Public Private Partnership
The world is facing the prospect of an extended period of weak economic growth. But risk is not fate: The best way to avoid such an outcome is to figure out how to channel large pools of savings into productivity-enhancing public-sector investment.
Productivity gains are vital to long-term growth, because they typically translate into higher incomes, in turn boosting demand. That process takes time, of course – especially if, say, the initial recipients of increased income already have a high savings rate. But, with ample investment in the right areas, productivity growth can be sustained.
The danger lies in debt-fueled investment that shifts future demand to the present, without stimulating productivity growth. This approach inevitably leads to a growth slowdown, possibly even triggering a financial crisis like the one that recently shook the United States and Europe.
Such crises cause major negative demand shocks, as excess debt and falling asset prices damage balance sheets, which then require increased savings to heal – a combination that is lethal to growth. If the crisis occurs in a systemically important economy – such as the US or Europe (emerging economies' two largest external markets) – the result is a global shortage of aggregate demand.
And, indeed, severe demand constraints are a key feature of today's global economic environment. Though the US is finally emerging from an extended period in which potential output exceeded demand, high unemployment continues to suppress demand in Europe. One of the main casualties is the tradable sector in China, where domestic demand remains inadequate to cover the shortfall and prevent a slowdown in GDP growth.
Another notable trend is that individual economies are recovering from the recent demand shocks at varying rates, with the more flexible and dynamic economies of the US and China performing better than their counterparts in the advanced and emerging worlds. Excessive regulation of Japan's non-tradable sector has constrained GDP growth for years, while structural rigidities in Europe's economies impede adaptation to technological advances and global market forces.
Reforms aimed at increasing an economy's flexibility are always hard – and even more so at a time of weak growth – because they require eliminating protections for vested interests in the short term for the sake of greater long-term prosperity. Given this, finding ways to boost demand is key to facilitating structural reform in the relevant economies.
That brings us to the third factor behind the global economy's anemic performance: underinvestment, particularly by the public sector. In the US, infrastructure investment remains suboptimal, and investment in the economy's knowledge and technology base is declining, partly because the pressure to remain ahead in these areas has waned since the Cold War ended. Europe, for its part, is constrained by excessive public debt and weak fiscal positions.
In the emerging world, India and Brazil are just two examples of economies where inadequate investment has kept growth below potential (though that may be changing in India). The notable exception is China, which has maintained high (and occasionally perhaps excessive) levels of public investment throughout the post-crisis period.
Properly targeted public investment can do much to boost economic performance, generating aggregate demand quickly, fueling productivity growth by improving human capital, encouraging technological innovation, and spurring private-sector investment by increasing returns. Though public investment cannot fix a large demand shortfall overnight, it can accelerate the recovery and establish more sustainable growth patterns.

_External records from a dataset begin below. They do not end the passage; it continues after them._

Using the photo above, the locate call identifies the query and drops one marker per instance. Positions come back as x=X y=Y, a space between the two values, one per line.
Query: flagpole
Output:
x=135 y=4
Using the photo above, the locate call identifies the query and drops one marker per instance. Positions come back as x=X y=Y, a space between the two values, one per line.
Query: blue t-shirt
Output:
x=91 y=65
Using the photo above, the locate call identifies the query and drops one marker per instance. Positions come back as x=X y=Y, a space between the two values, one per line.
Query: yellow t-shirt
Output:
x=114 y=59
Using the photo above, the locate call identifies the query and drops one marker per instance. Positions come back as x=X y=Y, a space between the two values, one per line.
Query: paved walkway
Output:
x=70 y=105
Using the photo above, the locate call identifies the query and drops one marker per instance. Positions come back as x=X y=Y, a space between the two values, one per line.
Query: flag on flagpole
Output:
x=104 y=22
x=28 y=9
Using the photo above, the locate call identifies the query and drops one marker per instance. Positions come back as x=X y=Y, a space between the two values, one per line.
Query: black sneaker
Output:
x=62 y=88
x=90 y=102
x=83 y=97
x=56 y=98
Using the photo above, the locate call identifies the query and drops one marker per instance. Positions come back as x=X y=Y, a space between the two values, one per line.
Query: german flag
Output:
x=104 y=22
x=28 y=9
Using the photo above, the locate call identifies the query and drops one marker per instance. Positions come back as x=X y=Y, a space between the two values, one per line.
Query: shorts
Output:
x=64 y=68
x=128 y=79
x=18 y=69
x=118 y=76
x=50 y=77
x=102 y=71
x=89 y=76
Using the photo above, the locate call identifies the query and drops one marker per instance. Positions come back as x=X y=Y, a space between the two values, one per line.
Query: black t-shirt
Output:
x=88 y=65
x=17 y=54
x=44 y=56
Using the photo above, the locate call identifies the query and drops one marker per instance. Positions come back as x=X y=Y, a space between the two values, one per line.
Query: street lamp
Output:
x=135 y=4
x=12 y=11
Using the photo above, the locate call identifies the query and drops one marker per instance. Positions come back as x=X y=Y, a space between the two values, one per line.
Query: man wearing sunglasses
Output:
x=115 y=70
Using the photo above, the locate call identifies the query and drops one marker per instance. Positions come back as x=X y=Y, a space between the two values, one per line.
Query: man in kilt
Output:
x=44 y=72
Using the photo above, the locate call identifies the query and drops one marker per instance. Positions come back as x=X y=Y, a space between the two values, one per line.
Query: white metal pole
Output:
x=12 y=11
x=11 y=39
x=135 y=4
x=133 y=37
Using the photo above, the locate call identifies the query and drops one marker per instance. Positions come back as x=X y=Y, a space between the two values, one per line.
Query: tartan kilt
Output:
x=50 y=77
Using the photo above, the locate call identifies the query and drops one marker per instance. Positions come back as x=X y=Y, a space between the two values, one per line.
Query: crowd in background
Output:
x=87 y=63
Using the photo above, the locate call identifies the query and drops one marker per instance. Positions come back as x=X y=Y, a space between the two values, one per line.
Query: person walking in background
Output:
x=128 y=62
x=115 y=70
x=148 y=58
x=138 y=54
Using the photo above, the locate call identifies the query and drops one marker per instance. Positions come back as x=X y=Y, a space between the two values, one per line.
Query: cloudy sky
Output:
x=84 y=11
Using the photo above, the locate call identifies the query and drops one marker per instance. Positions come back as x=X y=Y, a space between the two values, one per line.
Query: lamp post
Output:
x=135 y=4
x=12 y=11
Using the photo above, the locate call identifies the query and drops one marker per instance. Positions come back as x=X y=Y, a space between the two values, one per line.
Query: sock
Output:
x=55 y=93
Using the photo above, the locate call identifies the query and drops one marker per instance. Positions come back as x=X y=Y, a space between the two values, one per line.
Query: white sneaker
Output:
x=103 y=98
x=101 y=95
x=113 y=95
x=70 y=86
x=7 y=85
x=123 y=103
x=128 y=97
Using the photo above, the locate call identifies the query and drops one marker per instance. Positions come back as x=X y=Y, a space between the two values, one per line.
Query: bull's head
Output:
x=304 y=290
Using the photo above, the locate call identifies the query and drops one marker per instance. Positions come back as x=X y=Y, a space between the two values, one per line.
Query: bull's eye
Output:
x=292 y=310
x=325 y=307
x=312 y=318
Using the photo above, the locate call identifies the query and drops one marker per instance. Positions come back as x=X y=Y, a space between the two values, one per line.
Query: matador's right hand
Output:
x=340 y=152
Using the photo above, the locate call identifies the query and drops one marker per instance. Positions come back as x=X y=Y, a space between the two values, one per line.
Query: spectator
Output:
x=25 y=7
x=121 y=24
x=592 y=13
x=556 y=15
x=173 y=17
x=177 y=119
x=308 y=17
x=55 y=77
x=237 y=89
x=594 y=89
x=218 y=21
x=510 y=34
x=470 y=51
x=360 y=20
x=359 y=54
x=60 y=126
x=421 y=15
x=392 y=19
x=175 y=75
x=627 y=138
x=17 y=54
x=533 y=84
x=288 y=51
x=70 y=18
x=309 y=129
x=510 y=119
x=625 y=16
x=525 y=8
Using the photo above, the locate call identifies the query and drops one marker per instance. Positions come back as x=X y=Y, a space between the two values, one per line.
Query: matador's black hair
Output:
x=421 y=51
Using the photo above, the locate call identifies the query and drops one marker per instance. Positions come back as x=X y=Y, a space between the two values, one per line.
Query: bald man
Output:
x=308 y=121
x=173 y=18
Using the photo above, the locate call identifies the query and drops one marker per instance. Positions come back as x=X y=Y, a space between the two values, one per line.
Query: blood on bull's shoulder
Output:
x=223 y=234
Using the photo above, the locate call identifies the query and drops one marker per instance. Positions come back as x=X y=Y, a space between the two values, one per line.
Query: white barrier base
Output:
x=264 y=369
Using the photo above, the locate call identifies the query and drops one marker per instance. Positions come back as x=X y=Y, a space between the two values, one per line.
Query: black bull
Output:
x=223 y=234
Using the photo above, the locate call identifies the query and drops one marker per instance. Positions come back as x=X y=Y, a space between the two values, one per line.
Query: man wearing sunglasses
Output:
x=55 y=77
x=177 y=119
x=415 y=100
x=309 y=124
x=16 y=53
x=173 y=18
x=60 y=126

The problem is that unconventional monetary policies in some major economies have created a low-yield environment, leaving investors somewhat desperate for high-yield options. Many pension funds are underwater, because the returns required to meet their longer-term liabilities seem unattainable. Meanwhile, capital is accumulating on high-net-worth balance sheets and in sovereign-wealth funds.
Though monetary stimulus is important to facilitate deleveraging, prevent financial-system dysfunction, and bolster investor confidence, it cannot place an economy on a sustainable growth path alone – a point that central bankers themselves have repeatedly emphasized. Structural reforms, together with increased investment, are also needed.
Given the extent to which insufficient demand is constraining growth, investment should come first. Faced with tight fiscal (and political) constraints, policymakers should abandon the flawed notion that investments with broad – and, to some extent, non-appropriable – public benefits must be financed entirely with public funds. Instead, they should establish intermediation channels for long-term financing.
At the same time, this approach means that policymakers must find ways to ensure that public investments provide returns for private investors. Fortunately, there are existing models, such as those applied to ports, roads, and rail systems, as well as the royalties system for intellectual property.
Such efforts should not be constrained by national borders. Given that roughly one-third of output in advanced economies is tradable – a share that will only increase, as technological advances enable more services to be traded – the benefits of a program to channel savings into public investment would spill over to other economies.
That is why the G-20 should work to encourage public investment within member countries, while international financial institutions, development banks, and national governments should seek to channel private capital toward public investment, with appropriate returns. With such an approach, the global economy's “new normal" could shift from its current mediocre trajectory to one of strong and sustainable growth.